Und wie kam es dann doch dazu?
Es gab eine Ursituation: Am 19. August 1989 brachte das heute-journal Bilder der DDR-Bürger, die in Ungarn durch den Zaun gingen. In diesem Moment hatte ich die Idee, den Grundriss zu einer Geschichte, wie ich sie selbst gern gelesen hätte: Die Geschichte des geteilten und wiedervereinten Deutschland am Beispiel einer Familie. Und daraus wurde Das Bernstein-Amulett.
Das Buch wurde bald erfolgreich und sogar verfilmt.
Ganz so schnell ging es nicht. Durch Vermittlung meines Agenten, Roman Hocke, war das ZDF zwar stark an dem Stoff interessiert. Die dachten jedoch eher an eine Dokumentation im Sinne von illustrierter Geschichte. Ich hingegen wollte auf lebendige Weise zeigen, wie diese großen historischen Umwälzungen in das Leben der Menschen hineingewirkt haben, zerstörend für die eigenen Lebenspläne, manchmal aber auch fördernd. Über der Diskrepanz der Vorstellungen platzte das Projekt zunächst. Doch die Idee war einfach nicht kaputt zu kriegen. Und nachdem ich einige Jahre ganz andere Dinge gemacht hatte, passierte es, dass ich in einem Beratungsbuch schrieb: Das Leben ist zu kurz, um es mit Geldverdienen zu verplempern. Man sollte nur Dinge tun, die man mit heißem Herzen tut. Da wurde mir klar, dass ich Wein predigte und selbst Wasser schlürfte. Ich hatte doch eine Idee! Also nahm ich mir ein Jahr Auszeit und schrieb dieses Buch. Und das wurde dann – nicht sofort, aber um ein paar Ecken – sehr erfolgreich, sodass ich seitdem vom Schreiben leben kann.
Wie ging es nach der spontanen Idee zum Bernstein-Amulett weiter?
Die Ursprungsidee war eine Augenblickseingebung. Sie kam, als ich überhaupt nicht damit rechnete. Das geht mir bei allen Büchern so. Danach folgt immer ein Wechselspiel zwischen Recherche und Imagination. Und dann, in der Konkretion, entwickelt sich langsam eine fiktive Geschichte. Die muss ich dann auf ihren realistischen Gehalt hin abklopfen: Hätte sich diese Geschichte so entfalten können, in einer so und so gestalteten historischen Wirklichkeit? Ich schreibe ja nicht in Disney World, das Leben der Protagonisten ist eingebettet in eine historische Realität.

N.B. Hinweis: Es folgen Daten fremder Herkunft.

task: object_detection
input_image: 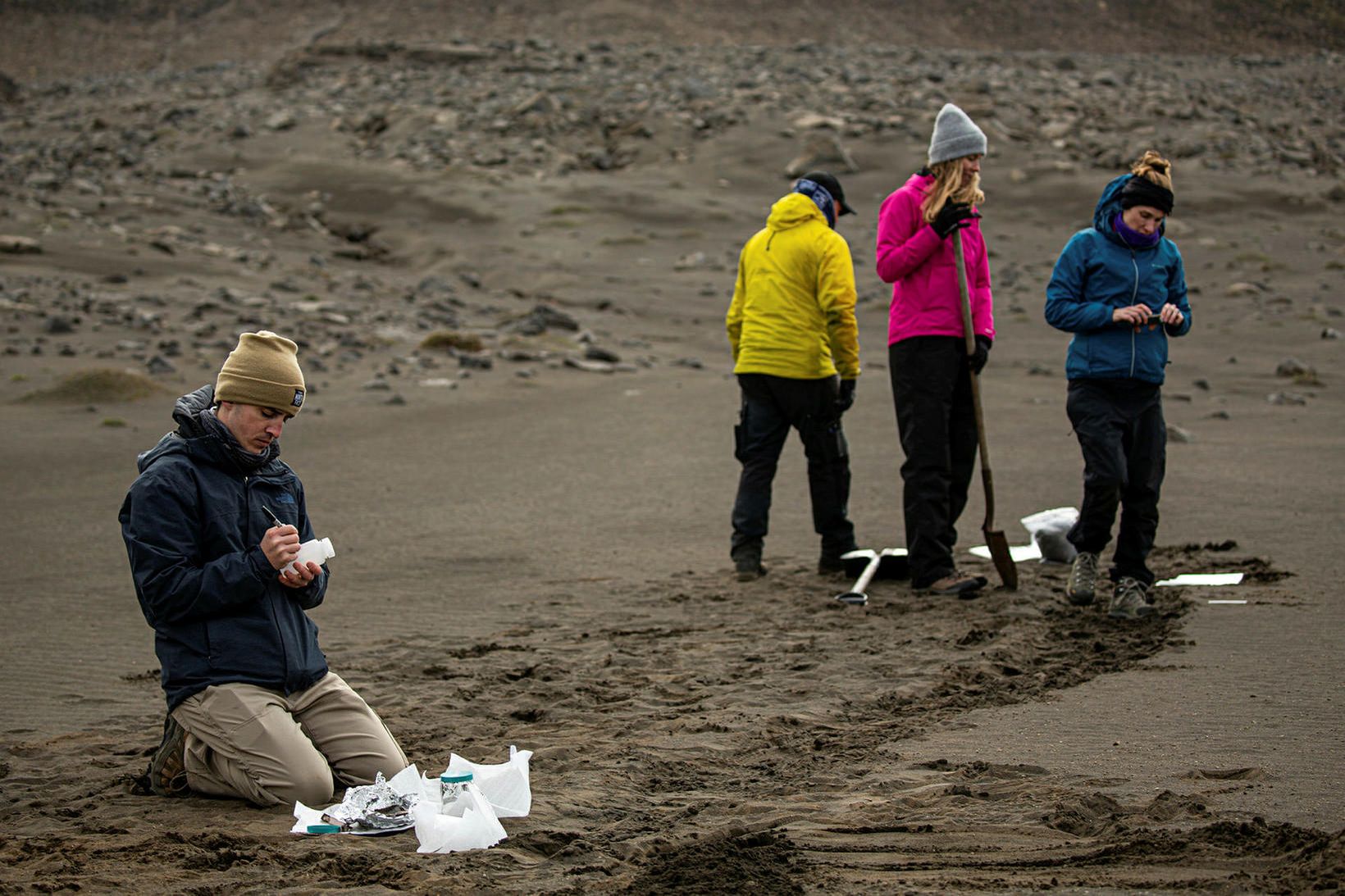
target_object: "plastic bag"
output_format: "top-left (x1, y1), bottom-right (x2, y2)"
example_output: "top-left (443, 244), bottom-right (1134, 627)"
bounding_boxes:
top-left (412, 782), bottom-right (506, 853)
top-left (1022, 507), bottom-right (1078, 564)
top-left (448, 745), bottom-right (532, 818)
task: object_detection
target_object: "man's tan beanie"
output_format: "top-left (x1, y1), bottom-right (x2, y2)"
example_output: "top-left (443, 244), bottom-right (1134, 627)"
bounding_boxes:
top-left (215, 330), bottom-right (305, 414)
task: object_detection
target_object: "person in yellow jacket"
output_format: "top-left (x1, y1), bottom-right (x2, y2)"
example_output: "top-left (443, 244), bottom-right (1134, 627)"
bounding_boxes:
top-left (725, 171), bottom-right (859, 581)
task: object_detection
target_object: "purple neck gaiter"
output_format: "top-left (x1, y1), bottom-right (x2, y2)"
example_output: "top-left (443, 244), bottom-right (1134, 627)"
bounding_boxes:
top-left (1111, 211), bottom-right (1164, 249)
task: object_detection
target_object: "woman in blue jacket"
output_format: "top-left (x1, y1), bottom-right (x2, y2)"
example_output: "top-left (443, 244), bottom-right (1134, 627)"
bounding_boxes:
top-left (1046, 151), bottom-right (1190, 619)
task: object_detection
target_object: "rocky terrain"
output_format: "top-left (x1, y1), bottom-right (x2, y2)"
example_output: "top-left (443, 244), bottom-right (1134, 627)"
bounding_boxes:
top-left (0, 0), bottom-right (1345, 894)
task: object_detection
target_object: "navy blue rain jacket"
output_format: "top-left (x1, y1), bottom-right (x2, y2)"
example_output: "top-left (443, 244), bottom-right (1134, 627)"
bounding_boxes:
top-left (118, 386), bottom-right (330, 712)
top-left (1046, 175), bottom-right (1190, 384)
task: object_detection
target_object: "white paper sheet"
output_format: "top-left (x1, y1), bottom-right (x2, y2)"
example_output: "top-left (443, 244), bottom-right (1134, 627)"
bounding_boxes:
top-left (1154, 573), bottom-right (1242, 585)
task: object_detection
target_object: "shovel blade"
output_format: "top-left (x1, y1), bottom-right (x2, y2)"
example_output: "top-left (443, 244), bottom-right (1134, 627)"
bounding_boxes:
top-left (982, 529), bottom-right (1018, 590)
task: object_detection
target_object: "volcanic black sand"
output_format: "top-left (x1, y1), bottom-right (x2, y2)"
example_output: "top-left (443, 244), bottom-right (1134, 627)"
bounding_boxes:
top-left (0, 2), bottom-right (1345, 894)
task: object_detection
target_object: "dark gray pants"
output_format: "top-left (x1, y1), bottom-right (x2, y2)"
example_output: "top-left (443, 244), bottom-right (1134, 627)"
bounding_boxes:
top-left (1065, 380), bottom-right (1168, 585)
top-left (887, 336), bottom-right (977, 588)
top-left (731, 374), bottom-right (854, 561)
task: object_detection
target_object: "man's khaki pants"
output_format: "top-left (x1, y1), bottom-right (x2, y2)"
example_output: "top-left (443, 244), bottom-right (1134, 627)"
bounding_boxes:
top-left (172, 673), bottom-right (408, 807)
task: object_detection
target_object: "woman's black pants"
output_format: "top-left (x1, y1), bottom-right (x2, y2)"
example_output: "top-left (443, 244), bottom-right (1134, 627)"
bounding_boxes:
top-left (887, 336), bottom-right (977, 588)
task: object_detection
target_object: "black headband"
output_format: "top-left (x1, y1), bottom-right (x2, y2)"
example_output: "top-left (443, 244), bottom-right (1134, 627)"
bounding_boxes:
top-left (1120, 175), bottom-right (1173, 216)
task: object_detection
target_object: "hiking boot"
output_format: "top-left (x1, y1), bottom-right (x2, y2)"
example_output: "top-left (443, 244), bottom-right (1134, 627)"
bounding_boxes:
top-left (1065, 550), bottom-right (1097, 607)
top-left (145, 714), bottom-right (191, 797)
top-left (1107, 575), bottom-right (1154, 619)
top-left (916, 569), bottom-right (988, 598)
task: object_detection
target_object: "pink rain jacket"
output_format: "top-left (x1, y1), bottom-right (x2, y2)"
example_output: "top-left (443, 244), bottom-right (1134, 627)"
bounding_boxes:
top-left (876, 174), bottom-right (996, 346)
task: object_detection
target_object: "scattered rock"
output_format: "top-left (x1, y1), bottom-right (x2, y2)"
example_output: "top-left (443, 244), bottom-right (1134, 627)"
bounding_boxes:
top-left (565, 358), bottom-right (614, 373)
top-left (0, 71), bottom-right (21, 102)
top-left (1275, 358), bottom-right (1317, 380)
top-left (784, 133), bottom-right (859, 178)
top-left (584, 346), bottom-right (622, 365)
top-left (1168, 424), bottom-right (1192, 444)
top-left (507, 306), bottom-right (580, 336)
top-left (145, 355), bottom-right (177, 377)
top-left (263, 111), bottom-right (299, 130)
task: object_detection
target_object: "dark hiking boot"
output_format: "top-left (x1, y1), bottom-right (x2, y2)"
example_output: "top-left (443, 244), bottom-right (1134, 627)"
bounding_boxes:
top-left (1107, 575), bottom-right (1154, 619)
top-left (1065, 550), bottom-right (1097, 607)
top-left (916, 569), bottom-right (990, 598)
top-left (145, 713), bottom-right (191, 797)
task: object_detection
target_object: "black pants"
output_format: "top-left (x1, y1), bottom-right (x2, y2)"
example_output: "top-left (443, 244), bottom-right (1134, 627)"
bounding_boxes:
top-left (732, 374), bottom-right (854, 561)
top-left (887, 336), bottom-right (977, 588)
top-left (1065, 380), bottom-right (1168, 585)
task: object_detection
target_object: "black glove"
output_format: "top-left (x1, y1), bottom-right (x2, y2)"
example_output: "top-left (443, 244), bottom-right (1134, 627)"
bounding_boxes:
top-left (837, 380), bottom-right (857, 414)
top-left (967, 332), bottom-right (992, 377)
top-left (929, 202), bottom-right (981, 239)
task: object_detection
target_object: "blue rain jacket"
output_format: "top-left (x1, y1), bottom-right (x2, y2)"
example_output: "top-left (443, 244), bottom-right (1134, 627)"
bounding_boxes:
top-left (118, 386), bottom-right (330, 712)
top-left (1046, 175), bottom-right (1190, 384)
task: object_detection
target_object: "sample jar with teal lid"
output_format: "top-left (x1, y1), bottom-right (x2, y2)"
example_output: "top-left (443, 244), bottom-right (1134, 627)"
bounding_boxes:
top-left (439, 772), bottom-right (472, 812)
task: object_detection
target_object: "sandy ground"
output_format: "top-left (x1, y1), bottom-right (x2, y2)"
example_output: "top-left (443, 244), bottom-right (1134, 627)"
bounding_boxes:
top-left (0, 43), bottom-right (1345, 894)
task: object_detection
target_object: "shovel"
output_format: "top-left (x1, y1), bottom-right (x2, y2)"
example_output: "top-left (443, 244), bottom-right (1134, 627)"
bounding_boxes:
top-left (837, 548), bottom-right (910, 607)
top-left (952, 227), bottom-right (1018, 590)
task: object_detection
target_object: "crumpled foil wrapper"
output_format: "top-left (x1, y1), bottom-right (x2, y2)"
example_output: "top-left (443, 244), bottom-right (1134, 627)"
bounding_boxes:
top-left (323, 772), bottom-right (420, 831)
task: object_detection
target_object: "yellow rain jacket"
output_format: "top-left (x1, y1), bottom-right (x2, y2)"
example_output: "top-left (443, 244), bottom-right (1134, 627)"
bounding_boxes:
top-left (725, 193), bottom-right (859, 380)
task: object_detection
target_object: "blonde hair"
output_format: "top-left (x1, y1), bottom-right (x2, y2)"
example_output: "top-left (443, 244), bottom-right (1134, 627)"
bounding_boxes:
top-left (920, 159), bottom-right (986, 223)
top-left (1130, 149), bottom-right (1173, 193)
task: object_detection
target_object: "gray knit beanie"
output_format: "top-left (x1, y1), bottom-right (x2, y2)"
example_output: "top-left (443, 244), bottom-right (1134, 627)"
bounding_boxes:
top-left (929, 102), bottom-right (986, 164)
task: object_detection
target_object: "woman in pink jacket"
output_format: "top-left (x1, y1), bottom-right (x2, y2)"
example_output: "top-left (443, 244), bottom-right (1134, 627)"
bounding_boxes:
top-left (877, 102), bottom-right (996, 598)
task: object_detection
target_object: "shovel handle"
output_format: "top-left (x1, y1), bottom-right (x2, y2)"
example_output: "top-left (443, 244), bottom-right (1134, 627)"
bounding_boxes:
top-left (952, 227), bottom-right (996, 531)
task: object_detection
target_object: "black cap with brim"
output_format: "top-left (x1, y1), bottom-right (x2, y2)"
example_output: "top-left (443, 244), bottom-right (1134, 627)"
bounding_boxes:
top-left (803, 171), bottom-right (854, 216)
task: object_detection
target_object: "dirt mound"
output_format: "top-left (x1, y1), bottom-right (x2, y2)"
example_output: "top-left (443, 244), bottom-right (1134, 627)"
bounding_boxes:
top-left (21, 369), bottom-right (168, 405)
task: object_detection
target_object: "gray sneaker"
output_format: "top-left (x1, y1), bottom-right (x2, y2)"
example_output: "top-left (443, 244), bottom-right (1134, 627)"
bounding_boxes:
top-left (1107, 575), bottom-right (1154, 619)
top-left (1065, 550), bottom-right (1097, 607)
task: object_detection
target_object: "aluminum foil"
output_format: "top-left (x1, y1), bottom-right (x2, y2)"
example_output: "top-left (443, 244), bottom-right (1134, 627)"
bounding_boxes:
top-left (323, 772), bottom-right (418, 835)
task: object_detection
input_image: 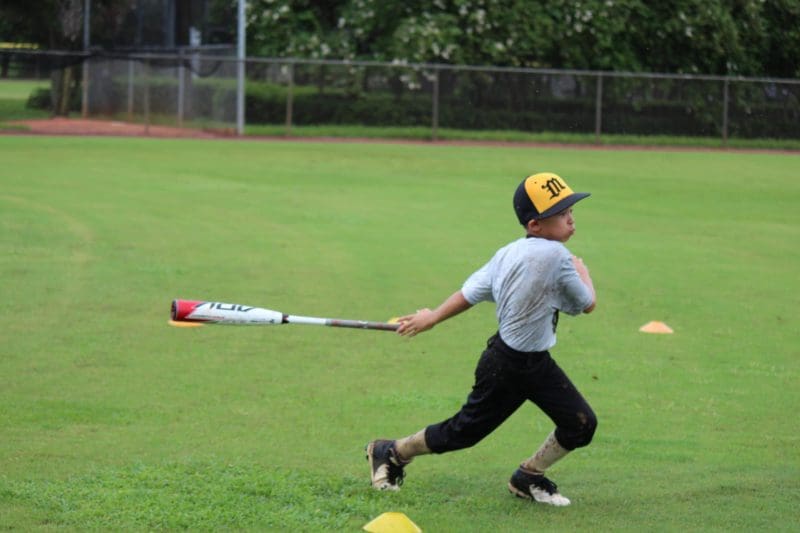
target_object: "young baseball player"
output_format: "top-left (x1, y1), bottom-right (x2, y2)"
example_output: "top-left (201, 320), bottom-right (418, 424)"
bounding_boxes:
top-left (367, 173), bottom-right (597, 506)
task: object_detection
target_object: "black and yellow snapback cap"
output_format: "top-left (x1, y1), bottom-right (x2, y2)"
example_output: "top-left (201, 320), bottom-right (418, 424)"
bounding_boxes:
top-left (514, 172), bottom-right (589, 226)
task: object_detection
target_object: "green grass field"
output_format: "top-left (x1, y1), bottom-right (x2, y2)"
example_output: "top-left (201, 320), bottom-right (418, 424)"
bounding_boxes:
top-left (0, 136), bottom-right (800, 532)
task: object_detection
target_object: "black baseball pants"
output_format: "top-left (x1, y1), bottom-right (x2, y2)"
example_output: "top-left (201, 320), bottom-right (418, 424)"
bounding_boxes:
top-left (425, 334), bottom-right (597, 453)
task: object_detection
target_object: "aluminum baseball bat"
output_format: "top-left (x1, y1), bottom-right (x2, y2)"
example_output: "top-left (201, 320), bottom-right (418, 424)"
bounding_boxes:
top-left (170, 300), bottom-right (400, 331)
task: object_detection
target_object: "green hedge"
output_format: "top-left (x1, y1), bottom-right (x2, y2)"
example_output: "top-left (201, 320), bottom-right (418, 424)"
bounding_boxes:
top-left (28, 78), bottom-right (800, 138)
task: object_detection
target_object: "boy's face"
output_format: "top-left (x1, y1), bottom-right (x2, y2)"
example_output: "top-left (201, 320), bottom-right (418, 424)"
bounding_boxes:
top-left (528, 207), bottom-right (575, 242)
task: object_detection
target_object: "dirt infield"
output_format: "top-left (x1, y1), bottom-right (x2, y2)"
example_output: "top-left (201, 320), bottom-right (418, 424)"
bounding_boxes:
top-left (8, 117), bottom-right (225, 139)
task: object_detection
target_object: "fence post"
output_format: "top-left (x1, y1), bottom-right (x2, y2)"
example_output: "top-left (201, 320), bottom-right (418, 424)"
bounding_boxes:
top-left (178, 48), bottom-right (186, 128)
top-left (286, 61), bottom-right (294, 136)
top-left (722, 78), bottom-right (729, 146)
top-left (144, 58), bottom-right (150, 135)
top-left (594, 73), bottom-right (603, 144)
top-left (431, 67), bottom-right (439, 141)
top-left (128, 57), bottom-right (135, 122)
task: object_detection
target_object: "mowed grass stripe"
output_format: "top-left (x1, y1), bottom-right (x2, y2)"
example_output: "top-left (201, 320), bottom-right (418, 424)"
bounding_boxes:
top-left (0, 136), bottom-right (800, 531)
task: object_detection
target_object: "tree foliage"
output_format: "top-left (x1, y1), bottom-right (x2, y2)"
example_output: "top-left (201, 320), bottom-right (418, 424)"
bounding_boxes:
top-left (248, 0), bottom-right (800, 77)
top-left (0, 0), bottom-right (800, 77)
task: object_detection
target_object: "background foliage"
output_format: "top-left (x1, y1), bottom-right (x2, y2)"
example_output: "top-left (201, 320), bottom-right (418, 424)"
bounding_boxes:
top-left (0, 0), bottom-right (800, 77)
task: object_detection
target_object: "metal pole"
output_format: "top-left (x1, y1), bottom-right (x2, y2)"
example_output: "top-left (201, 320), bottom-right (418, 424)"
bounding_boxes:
top-left (144, 59), bottom-right (150, 135)
top-left (594, 74), bottom-right (603, 144)
top-left (81, 0), bottom-right (90, 118)
top-left (722, 79), bottom-right (729, 146)
top-left (128, 58), bottom-right (134, 122)
top-left (431, 68), bottom-right (439, 141)
top-left (286, 62), bottom-right (294, 136)
top-left (236, 0), bottom-right (246, 135)
top-left (178, 49), bottom-right (186, 128)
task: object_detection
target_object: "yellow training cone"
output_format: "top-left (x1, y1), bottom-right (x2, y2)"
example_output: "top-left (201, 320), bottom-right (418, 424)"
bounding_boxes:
top-left (639, 320), bottom-right (672, 333)
top-left (364, 513), bottom-right (422, 533)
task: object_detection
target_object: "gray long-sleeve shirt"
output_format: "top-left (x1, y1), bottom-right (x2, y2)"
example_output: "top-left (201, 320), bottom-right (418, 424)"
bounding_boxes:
top-left (461, 238), bottom-right (592, 352)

Das erfordert Recherche. Wie und wo recherchieren Sie? Fahren Sie an die Handlungsorte Ihrer Romane?
Ja, klar, ich fahre an die Orte. Aber vor allem recherchiere ich in den guten Bibliotheken Tübingens. Ich kenne in Tübingen inzwischen viele Professoren und werde für spezielle Fragen von einem zum anderen weitergereicht. In den Danksagungen meiner Bücher ist immer die halbe Universität aufgeführt.
Geht bei so intensiver Recherche nicht die Inspiration durch die zündende Idee verloren?
Die wichtigste Recherche findet in mir selbst statt. Im Dunkel meiner Seele muss ich Korrespondenzen der Figuren mit mir selbst finden. Auch bei historischen Personen muss etwas in mir mitklingen. Sonst kann ich mich zu Tode recherchieren, dann bleiben das Pappkameraden. Durch äußere Ereignisse zündet etwas in mir, aber die Sache muss auch mit mir selbst zu tun haben.
Und wie gehen Sie um mit dem Verhältnis Historie – Fiktion? Sicher müssen Sie manches erfinden.
Das Entscheidende muss ich erfinden! Was ich recherchiere und versuche, so detailgetreu wie möglich wiederzugeben, sind historische Gegebenheiten. Aber was historische Persönlichkeiten dachten, fühlten oder wonach sie sich sehnten, ist ja meist nicht überliefert. Natürlich muss man erfinden! Aber so, dass es historisch plausibel ist.
Haben Sie ein Beispiel?
Die Schlusspointe meines Romans Die Principessa ist folgende: Die Idee zum Bau der Piazza von St. Peter, wurde von Bernini ausgeführt, stammte jedoch ursprünglich von seinem ärgsten Rivalen Borromini. Das ist historisch aller Wahrscheinlichkeit nach falsch. Trotzdem ist es eine Überhöhung der historischen Wirklichkeit insofern, als Bernini tatsächlich viele Ideen von Borromini geklaut hat. Borromini, der Michelangelo der Armen, musste immer mit kleinen Budgets arbeiten und wurde für seine gewagten, oft revolutionären Ideen verlacht. Adaptierte jedoch Bernini eine von Borrominis Ideen, wurde er von Päpsten und Kardinälen gefeiert und fürstlich entlohnt. Insofern ist also diese Geschichtsfälschung eine Verdeutlichung der historischen Wahrheit. Ansonsten gilt, dass ich keine historischen Daten verändere. Und als Serviceleistung für meine Leser ist jedem meiner Bücher hinten ein Kapitel „Dichtung und Wahrheit“ beigefügt. Dort führe ich transparent aus, wie alle in meinem Roman erwähnten Ereignisse nach aktuellem Stand der Forschung dokumentiert sind.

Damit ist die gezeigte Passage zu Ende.